Tapi tulisan ini tidak akan mengulas mengenai sejarah perumusan Pancasila, namun lebih berfokus pada Pancasila yang kini hanya berada pada level dihafalkan dan tidak diamalkan. Falsafah Pancasila memang luar biasa bagus, bahkan pada saat penulis berada di bangku kuliah salah satu dosen penulis mengatakan Pancasila merupakan ideologi terbaik di dunia, akan tetapi pada kenyataannya Indonesia masihlah “hanya” seperti ini. Seperti ini yang dimaksud penulis adalah tidak pernah bangkit untuk mencoba berpikir lebih maju mengembangkan segala potensi yang ada. Harusnya dengan memahami dan mengamalkan Pancasila, tidak akan ada korupsi yang terjadi di banyak tempat, tidak akan ada praktik pungli di banyak sektor, tidak akan ada kasus kejahatan yang diabaikan, tidak akan ada perpecahan hanya karena terdapat perbedaan, serta masih banyak lainnya.
Pancasila kini hanya dimaknai sebagai tulisan mengenai falsafah negara yang akhirnya berhenti pada level dihafalkan saja. Tahun lalu, Almarhum Buya Syafii menuliskan kritik tajam mengenai Lumpuhnya Pancasila. Beliau menyatakan bahwa Pancasila hanya digunakan sebagai etalase politik bagi mereka yang memiliki kepentingan. Kenyataannya memang seperti itu, bahkan dibeberapa kondisi Pancasila digunakan sebagai senjata untuk menjatuhkan yang lain dengan embel-embel “tidak pancasila”. Lantas sampai kapan Indonesia akan seperti ini terus? Padahal para founding father negara ini begitu hebat dan serius dalam merumuskan falsafah negara ini.

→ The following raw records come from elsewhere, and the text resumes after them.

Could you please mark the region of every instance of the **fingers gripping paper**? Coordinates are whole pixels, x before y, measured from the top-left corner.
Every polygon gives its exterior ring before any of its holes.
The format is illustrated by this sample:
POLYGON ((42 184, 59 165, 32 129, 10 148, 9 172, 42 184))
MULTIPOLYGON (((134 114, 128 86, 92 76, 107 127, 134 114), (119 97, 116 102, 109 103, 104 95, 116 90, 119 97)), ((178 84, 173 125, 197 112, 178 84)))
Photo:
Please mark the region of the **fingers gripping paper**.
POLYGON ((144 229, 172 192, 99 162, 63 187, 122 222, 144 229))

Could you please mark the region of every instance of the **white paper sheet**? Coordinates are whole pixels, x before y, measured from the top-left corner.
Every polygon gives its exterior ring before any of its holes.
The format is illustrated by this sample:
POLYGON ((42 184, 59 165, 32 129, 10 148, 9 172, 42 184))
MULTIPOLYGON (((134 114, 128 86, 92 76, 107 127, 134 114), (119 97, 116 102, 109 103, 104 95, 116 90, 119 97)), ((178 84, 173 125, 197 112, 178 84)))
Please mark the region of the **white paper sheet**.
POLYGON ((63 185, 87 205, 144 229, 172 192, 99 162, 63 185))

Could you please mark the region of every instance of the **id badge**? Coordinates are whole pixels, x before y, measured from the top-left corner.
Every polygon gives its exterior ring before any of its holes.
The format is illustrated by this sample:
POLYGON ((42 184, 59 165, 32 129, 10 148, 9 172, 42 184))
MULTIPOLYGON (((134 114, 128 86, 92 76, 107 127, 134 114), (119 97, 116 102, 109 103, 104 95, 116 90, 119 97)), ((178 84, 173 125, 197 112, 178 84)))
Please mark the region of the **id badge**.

Penerapan Pancasila harusnya mampu mengatasi adanya perpecahan antar golongan karena pada hakikatnya Pancasila mengajarkan nilai persatuan, tidak akan ada yang berteriak mengolok satu sama lain. Pancasila juga mengajarkan bahwa keadilan sosial merupakan hal yang harusnya diterima oleh seluruh masyarakat, bukan untuk beberapa golongan saja atau dengan syarat khusus. Pada Pancasila pula kita mengerti bahwa harus ada kebijaksanaan dalam memimpin atau mewakili raykat. Memang pada beberapa sektor nilai-nilai Pancasila sudah diamalkan. Namun, menurut hemat penulis mayoritas nilai Pancasila hanya sebagai pajangan yang pada kenyataannya sangat kontras dengan teori.
Maka, pada peringatan yang ke sekian ini marilah untuk merefleksikan kembali mengenai falsafah ini. Sebagai warga negara yang baik tentu mengamalkan Pancasila akan mampu menolong untuk meminimalisir adanya ketimpangan, kejahatan, serta hal negatif lainnya. Karena jika Pancasila hanya dihafalkan dan dipajang saja, jangan harap muncul keadilan, jangan harap muncul persamaan, jangan harap muncul kebijaksanaan, dan Indonesia hanya akan menjadi “seperti ini” terus tanpa ada perkembangan.
Saya Indonesia, Saya berani mengamalkan Pancasila.